The following points should be highlighted about this technique: it is a non-invasive and painless technique; it does not present serious side effects; the analgesic effects of tDCS are cumulative, that is, the repetition of several tDCS sessions on consecutive days generates a greater effect on pain than a single application; and the modulatory effects of tDCS can be of long duration. However, this effect is not permanent and high variability in the duration of pain relief has been observed among individuals. To maintain long-term treatment benefits on chronic pain, tDCS treatment should be repeated. However, some patients benefit from the technique over a long period of time, as the pain intensity after the sessions may not return to the pre-treatment level. Finally, repeated application of the tDCS stimulation treatment does not result in “desensitization” (the effect observed with certain types of analgesic medication, such as opioids, where the analgesic effect may decrease with repeated use), indicating the potential of tDCS for repeated long-term use.

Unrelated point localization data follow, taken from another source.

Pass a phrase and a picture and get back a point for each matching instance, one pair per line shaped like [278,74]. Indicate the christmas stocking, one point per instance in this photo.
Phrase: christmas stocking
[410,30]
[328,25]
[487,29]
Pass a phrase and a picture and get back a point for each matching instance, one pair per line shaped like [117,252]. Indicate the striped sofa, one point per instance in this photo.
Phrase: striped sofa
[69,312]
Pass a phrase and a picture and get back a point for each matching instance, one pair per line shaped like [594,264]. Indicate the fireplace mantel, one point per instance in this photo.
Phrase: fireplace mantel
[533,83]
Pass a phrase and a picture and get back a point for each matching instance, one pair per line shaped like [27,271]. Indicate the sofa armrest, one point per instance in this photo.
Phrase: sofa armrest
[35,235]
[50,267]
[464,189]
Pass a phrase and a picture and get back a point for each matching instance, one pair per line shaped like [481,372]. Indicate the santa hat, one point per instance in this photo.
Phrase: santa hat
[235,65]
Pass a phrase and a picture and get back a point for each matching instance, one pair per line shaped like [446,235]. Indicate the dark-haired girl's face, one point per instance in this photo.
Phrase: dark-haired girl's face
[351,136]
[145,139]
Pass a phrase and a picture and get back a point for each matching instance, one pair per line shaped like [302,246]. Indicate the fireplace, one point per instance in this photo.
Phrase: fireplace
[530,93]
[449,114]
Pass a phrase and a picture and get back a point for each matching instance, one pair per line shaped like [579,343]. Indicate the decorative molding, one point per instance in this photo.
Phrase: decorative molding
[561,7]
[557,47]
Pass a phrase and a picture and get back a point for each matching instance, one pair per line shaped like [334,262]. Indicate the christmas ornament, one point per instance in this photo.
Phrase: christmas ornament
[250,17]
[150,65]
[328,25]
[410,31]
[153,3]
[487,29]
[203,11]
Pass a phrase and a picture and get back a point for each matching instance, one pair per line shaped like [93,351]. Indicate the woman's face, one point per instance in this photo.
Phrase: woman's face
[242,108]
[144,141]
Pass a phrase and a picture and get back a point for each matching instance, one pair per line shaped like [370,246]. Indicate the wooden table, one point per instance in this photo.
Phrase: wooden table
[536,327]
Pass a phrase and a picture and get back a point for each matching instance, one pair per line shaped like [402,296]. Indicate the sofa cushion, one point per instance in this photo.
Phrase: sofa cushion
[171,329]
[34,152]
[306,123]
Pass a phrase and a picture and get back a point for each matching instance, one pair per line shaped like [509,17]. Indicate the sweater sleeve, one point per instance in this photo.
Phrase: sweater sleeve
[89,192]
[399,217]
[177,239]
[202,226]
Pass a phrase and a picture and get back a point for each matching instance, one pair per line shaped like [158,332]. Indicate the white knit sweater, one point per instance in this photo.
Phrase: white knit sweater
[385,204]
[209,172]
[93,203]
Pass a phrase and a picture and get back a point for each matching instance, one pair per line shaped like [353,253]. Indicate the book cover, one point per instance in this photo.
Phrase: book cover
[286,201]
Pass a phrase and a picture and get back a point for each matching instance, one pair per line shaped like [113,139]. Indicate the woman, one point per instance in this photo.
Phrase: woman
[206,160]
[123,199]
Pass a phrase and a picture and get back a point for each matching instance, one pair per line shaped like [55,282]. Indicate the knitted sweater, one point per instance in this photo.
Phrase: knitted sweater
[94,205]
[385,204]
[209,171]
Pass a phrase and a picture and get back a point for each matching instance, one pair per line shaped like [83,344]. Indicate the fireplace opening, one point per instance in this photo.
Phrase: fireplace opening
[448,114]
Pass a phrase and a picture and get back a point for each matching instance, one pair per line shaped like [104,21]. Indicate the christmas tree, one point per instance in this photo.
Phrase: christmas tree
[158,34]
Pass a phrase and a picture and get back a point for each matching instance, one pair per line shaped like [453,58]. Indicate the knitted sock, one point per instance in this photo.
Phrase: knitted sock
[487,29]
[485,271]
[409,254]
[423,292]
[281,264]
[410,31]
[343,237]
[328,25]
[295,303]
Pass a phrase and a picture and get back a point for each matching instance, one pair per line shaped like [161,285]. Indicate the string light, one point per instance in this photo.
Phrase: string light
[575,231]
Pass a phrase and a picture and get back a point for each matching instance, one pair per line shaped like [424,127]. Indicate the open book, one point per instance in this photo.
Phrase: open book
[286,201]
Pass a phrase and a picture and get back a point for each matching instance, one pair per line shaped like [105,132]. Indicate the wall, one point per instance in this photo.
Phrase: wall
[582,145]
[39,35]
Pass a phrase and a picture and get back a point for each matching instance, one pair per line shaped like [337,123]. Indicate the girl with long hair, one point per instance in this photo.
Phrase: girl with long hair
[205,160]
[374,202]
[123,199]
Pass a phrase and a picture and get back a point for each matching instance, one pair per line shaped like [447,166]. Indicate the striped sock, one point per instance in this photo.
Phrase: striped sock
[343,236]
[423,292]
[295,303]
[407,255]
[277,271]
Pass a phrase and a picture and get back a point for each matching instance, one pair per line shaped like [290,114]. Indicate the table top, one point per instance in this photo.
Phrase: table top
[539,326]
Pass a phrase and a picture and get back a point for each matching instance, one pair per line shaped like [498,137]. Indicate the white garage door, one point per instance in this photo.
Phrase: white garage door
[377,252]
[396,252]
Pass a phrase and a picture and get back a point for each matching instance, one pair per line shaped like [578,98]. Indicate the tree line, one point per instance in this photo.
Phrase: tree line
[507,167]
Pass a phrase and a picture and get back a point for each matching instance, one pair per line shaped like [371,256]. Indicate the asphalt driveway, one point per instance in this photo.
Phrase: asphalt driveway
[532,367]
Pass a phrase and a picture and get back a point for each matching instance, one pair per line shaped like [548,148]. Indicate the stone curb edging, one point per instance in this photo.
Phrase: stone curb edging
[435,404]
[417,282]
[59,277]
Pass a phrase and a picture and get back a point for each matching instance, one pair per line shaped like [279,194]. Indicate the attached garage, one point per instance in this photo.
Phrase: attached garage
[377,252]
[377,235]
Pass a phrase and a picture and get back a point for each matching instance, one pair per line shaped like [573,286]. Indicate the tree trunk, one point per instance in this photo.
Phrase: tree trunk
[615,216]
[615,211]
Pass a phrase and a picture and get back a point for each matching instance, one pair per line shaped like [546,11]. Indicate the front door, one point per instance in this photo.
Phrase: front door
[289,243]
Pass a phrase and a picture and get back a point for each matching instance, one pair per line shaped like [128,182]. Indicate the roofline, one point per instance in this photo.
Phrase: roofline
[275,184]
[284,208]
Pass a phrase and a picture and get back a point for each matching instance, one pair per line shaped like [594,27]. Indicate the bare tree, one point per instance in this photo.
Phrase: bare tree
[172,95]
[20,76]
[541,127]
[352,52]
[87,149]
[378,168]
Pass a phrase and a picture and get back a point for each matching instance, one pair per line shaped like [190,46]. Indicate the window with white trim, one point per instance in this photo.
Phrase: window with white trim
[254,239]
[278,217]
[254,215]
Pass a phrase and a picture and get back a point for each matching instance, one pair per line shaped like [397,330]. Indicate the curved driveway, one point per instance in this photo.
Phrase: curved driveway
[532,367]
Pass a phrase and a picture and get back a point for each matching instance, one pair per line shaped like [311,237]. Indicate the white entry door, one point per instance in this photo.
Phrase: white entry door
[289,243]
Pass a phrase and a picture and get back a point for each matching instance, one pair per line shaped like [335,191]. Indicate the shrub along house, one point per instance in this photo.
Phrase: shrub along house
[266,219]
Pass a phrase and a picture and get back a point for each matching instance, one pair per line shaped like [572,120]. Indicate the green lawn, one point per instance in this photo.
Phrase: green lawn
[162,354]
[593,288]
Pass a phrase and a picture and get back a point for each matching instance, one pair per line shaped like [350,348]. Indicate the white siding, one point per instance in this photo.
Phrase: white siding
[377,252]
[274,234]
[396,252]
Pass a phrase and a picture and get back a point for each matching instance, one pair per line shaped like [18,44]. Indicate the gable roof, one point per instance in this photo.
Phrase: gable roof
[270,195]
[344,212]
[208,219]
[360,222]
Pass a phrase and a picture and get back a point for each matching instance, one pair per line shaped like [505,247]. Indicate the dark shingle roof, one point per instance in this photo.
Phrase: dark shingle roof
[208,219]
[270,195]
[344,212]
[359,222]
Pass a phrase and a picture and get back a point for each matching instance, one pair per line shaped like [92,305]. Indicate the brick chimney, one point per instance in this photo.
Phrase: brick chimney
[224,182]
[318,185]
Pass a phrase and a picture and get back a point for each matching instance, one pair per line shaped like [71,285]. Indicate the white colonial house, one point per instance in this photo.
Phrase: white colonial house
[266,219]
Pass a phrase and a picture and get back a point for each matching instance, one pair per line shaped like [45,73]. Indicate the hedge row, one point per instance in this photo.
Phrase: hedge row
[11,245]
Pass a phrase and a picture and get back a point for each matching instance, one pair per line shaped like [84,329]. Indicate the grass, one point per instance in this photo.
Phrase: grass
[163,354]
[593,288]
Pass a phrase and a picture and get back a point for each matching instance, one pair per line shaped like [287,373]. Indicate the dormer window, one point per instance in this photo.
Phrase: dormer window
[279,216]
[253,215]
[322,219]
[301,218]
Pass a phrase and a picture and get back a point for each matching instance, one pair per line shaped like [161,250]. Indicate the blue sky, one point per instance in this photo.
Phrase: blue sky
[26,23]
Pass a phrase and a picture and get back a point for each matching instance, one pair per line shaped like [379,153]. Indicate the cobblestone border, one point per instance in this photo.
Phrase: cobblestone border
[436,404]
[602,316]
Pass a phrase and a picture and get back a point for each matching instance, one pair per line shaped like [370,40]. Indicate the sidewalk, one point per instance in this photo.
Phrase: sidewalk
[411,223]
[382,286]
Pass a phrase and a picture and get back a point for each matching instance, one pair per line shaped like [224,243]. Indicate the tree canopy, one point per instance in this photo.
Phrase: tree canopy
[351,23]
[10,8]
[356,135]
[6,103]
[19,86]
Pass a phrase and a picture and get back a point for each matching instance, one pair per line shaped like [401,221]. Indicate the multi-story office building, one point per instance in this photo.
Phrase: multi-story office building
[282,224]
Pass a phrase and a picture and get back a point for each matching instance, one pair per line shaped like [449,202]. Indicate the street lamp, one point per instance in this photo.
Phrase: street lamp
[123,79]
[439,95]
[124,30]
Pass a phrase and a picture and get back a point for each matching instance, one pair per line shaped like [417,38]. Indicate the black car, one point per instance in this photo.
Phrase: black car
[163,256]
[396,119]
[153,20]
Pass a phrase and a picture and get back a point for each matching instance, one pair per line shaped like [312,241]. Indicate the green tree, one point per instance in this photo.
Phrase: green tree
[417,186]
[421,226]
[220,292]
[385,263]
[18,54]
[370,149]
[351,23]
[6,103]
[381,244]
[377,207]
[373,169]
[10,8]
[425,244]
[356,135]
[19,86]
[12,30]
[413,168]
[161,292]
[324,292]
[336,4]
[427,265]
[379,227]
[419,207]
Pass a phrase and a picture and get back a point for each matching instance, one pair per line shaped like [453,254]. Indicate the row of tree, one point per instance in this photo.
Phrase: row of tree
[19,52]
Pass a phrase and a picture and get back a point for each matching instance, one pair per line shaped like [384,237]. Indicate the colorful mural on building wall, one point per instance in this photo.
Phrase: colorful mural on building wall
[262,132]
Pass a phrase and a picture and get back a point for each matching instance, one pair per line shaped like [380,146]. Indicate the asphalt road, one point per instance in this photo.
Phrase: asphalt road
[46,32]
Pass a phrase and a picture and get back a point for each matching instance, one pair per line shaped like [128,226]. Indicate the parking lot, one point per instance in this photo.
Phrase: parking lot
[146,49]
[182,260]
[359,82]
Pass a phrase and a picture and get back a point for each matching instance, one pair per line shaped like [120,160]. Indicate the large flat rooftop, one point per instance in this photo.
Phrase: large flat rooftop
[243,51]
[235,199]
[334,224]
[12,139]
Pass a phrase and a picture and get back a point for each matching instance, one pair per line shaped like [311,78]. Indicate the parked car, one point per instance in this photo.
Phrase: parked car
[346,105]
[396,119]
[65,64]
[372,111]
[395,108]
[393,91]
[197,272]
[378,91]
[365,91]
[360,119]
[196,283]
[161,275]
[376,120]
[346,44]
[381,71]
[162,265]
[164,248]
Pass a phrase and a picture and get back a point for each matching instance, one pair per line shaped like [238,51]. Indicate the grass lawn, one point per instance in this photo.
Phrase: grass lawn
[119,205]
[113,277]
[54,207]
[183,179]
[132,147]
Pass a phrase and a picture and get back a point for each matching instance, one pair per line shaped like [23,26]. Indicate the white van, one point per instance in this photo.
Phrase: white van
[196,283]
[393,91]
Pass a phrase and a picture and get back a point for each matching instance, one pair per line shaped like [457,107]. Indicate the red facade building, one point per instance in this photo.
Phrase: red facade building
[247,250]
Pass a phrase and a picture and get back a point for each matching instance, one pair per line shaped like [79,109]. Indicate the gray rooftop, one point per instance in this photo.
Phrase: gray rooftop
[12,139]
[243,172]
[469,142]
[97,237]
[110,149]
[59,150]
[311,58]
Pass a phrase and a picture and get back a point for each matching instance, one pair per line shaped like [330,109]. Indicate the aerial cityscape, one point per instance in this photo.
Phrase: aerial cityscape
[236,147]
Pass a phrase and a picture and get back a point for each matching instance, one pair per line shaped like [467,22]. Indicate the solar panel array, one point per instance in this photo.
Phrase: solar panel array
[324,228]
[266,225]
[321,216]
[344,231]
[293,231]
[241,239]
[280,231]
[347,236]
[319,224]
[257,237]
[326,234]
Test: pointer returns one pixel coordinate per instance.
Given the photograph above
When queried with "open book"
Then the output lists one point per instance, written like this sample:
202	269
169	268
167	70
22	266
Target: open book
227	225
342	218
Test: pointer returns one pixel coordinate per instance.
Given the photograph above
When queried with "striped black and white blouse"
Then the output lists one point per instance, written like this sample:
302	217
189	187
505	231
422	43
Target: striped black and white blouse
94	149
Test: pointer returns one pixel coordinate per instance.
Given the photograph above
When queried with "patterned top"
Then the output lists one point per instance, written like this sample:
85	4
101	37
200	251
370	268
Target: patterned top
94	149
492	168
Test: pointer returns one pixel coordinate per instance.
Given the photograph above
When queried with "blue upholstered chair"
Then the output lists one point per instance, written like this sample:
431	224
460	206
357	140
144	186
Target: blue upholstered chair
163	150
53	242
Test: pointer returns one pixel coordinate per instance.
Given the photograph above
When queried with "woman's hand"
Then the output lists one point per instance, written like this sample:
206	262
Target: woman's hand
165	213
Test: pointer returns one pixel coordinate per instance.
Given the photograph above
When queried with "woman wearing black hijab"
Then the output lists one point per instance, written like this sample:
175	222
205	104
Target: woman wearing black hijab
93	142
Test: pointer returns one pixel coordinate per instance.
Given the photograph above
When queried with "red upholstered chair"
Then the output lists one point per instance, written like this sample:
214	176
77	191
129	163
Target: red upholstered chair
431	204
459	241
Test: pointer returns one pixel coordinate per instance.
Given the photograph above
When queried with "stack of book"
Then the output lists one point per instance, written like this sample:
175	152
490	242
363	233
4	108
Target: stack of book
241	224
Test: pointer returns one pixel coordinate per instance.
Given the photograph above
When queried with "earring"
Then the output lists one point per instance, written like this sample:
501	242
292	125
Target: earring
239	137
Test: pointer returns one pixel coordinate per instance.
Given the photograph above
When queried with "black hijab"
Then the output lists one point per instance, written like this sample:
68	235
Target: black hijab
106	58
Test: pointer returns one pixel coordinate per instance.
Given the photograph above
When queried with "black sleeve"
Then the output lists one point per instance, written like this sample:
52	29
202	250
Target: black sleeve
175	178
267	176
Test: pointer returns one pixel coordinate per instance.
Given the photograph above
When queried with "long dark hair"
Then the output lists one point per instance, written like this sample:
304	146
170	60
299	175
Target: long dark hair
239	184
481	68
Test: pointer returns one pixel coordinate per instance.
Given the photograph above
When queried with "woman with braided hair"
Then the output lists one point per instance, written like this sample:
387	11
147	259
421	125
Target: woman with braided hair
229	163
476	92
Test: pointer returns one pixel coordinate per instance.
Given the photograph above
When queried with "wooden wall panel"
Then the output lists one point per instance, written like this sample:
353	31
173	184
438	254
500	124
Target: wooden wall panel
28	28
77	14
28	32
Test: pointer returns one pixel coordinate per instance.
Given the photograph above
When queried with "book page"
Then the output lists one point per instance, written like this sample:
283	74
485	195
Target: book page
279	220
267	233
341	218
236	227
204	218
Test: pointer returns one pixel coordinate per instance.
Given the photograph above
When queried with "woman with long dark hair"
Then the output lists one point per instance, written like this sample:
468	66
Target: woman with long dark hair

The results of our work showed that if we applied both techniques, visual illusion and tDCS, in combination, pain intensity was significantly reduced, pain interference with activities of daily living was significantly reduced, and their effects were maintained for about three to four weeks. And we detected no significant side effects, demonstrating the safety of both techniques.
Our conclusion was that these two neuromodulatory strategies, applied in combination, are useful alternatives for targeting plasticity for therapeutic purposes. The non-invasive stimulation would increase cortical excitability, which translates into a state more prone to change, while the visual illusion would guide this reorganization favoring a more adaptive central sensory representation. These results have currently encouraged us to continue investigating the therapeutic potential of both techniques in different groups of patients, with the expectation that they may benefit from them in the near future.